Baratas ciborgues são treinadas para socorrer vítimas de desastres | G1
Batizados de "paraborgs", os insetos foram criados por pesquisadores da Universidade de Queensland e da Universidade de Nova Gales do Sul. Elas carregam mochilas com dispositivos de injeção em miniatura e câmeras, e a ideia é que possam prestar assistência médica básica a vítimas de terremotos e desabamentos antes da chegada das equipes de resgate.
Barata ciborgue equipada para resgate — Foto: UNIVERSITY OF QUEENSLAND
Como funciona o corpo ciborgue
A base do projeto é a barata-gigante-escavadora do norte de Queensland, considerada a espécie de barata mais pesada do mundo. É nela que os pesquisadores instalam as mochilas com os cilindros de seringa e as câmeras que vão monitorar o ambiente.
Para transformar o inseto em um "ciborgue" controlável, a equipe implanta um eletrodo em seu sistema nervoso.
"Uma vez implantado o eletrodo no inseto, podemos aplicar um pequeno sinal elétrico para ativar ou estimular o sistema nervoso, de modo que ele possa responder ao nosso comando, explicaThang Vo-Doan, engenheiro de biorrobótica da Universidade de Queensland.
Na prática, esse sinal elétrico permite que os pesquisadores guiem os movimentos da barata à distância, direcionando-a para pontos específicos de um ambiente destruído.
Por que baratas e não robôs
A escolha por insetos reais, e não por robôs, tem uma explicação direta: nenhuma máquina desenvolvida até agora conseguiu reproduzir a combinação de agilidade, resistência e baixo consumo de energia das baratas.
Vo-Doan destaca que a estrutura natural do inseto é o que o torna útil em cenários de desastre.
"Eles conseguem andar e correr em terrenos complexos, escalar paredes ou ficar de cabeça para baixo. Isso é extremamente útil em cenários de busca e resgate em ambientes não estruturados. Por isso, acredito que, devido à sua estrutura e capacidade naturais, eles seriam adequados para certos cenários de resgate, e também por causa de sua flexibilidade, agilidade e alta adaptabilidade", explicas Von-Doan.

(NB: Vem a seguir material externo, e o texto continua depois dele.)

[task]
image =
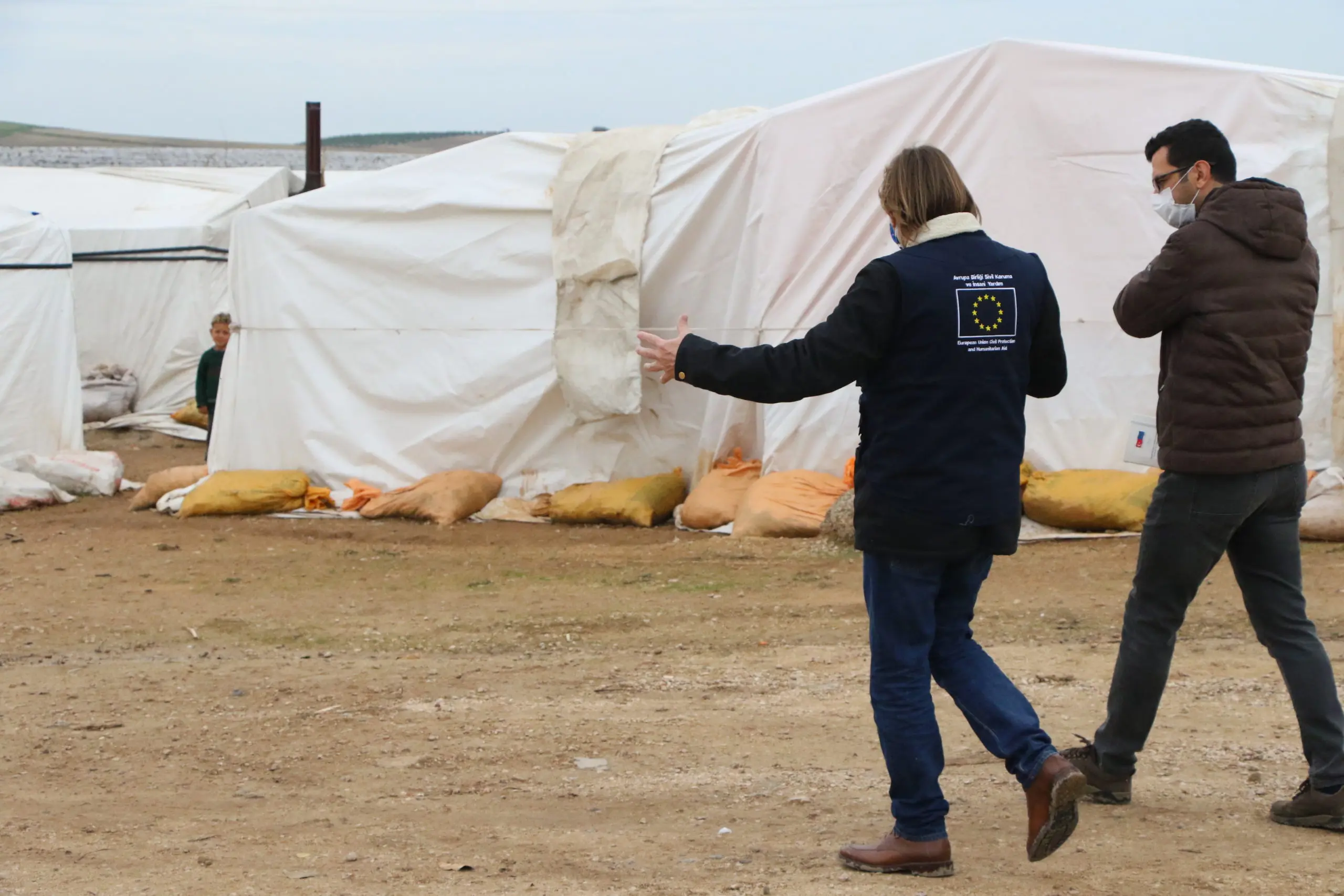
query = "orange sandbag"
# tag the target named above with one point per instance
(788, 505)
(714, 501)
(319, 499)
(363, 495)
(443, 498)
(164, 481)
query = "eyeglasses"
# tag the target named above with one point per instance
(1160, 179)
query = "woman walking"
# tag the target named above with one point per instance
(947, 339)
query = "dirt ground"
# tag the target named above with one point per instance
(257, 705)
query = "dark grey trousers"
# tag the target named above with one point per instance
(1191, 523)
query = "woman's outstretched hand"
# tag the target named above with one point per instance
(662, 352)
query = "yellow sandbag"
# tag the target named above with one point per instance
(164, 481)
(644, 501)
(191, 416)
(788, 505)
(232, 492)
(443, 498)
(1089, 500)
(716, 499)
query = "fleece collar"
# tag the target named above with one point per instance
(961, 222)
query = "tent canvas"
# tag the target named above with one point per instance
(150, 315)
(39, 379)
(404, 324)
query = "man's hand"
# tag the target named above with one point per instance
(662, 352)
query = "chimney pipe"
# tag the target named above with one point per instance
(315, 148)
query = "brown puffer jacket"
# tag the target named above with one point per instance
(1233, 294)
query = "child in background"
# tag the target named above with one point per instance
(207, 373)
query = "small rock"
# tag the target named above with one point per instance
(592, 765)
(838, 527)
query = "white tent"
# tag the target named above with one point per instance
(405, 324)
(39, 379)
(151, 250)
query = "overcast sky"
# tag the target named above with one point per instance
(243, 69)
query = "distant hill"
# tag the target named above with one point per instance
(14, 133)
(392, 140)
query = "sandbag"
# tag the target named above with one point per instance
(73, 472)
(191, 416)
(164, 481)
(788, 505)
(716, 499)
(25, 491)
(1089, 500)
(1323, 518)
(515, 511)
(646, 501)
(443, 498)
(108, 392)
(236, 492)
(361, 495)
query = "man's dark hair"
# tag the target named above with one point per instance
(1196, 140)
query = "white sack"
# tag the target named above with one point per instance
(105, 399)
(23, 491)
(73, 472)
(1323, 518)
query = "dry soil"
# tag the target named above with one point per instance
(258, 705)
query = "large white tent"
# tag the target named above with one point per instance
(39, 379)
(151, 261)
(405, 324)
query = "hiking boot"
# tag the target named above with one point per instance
(1053, 806)
(1309, 808)
(897, 856)
(1102, 787)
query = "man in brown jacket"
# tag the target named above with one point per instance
(1233, 294)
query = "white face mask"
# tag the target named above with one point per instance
(1170, 210)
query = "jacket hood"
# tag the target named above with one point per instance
(1266, 217)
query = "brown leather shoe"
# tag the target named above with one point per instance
(896, 856)
(1053, 806)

Essa mobilidade é justamente o que falta às máquinas em espaços estreitos, cheios de escombros e com obstáculos irregulares, situação típica após o colapso de uma estrutura.
O estudo que descreve o projeto aponta que ainda são necessários mais testes antes que os paraborgs possam ser usados em operações reais. Entre os pontos que a equipe lista como desafios estão a locomoção em terrenos complexos, a perda de sinal de comunicação dentro de estruturas colapsadas e a segurança do próprio mecanismo de injeção, que precisa funcionar de forma confiável sem ferir a vítima.
Esses obstáculos técnicos ainda separam a tecnologia do momento em que ela poderia, de fato, ser incorporada a operações de busca e resgate.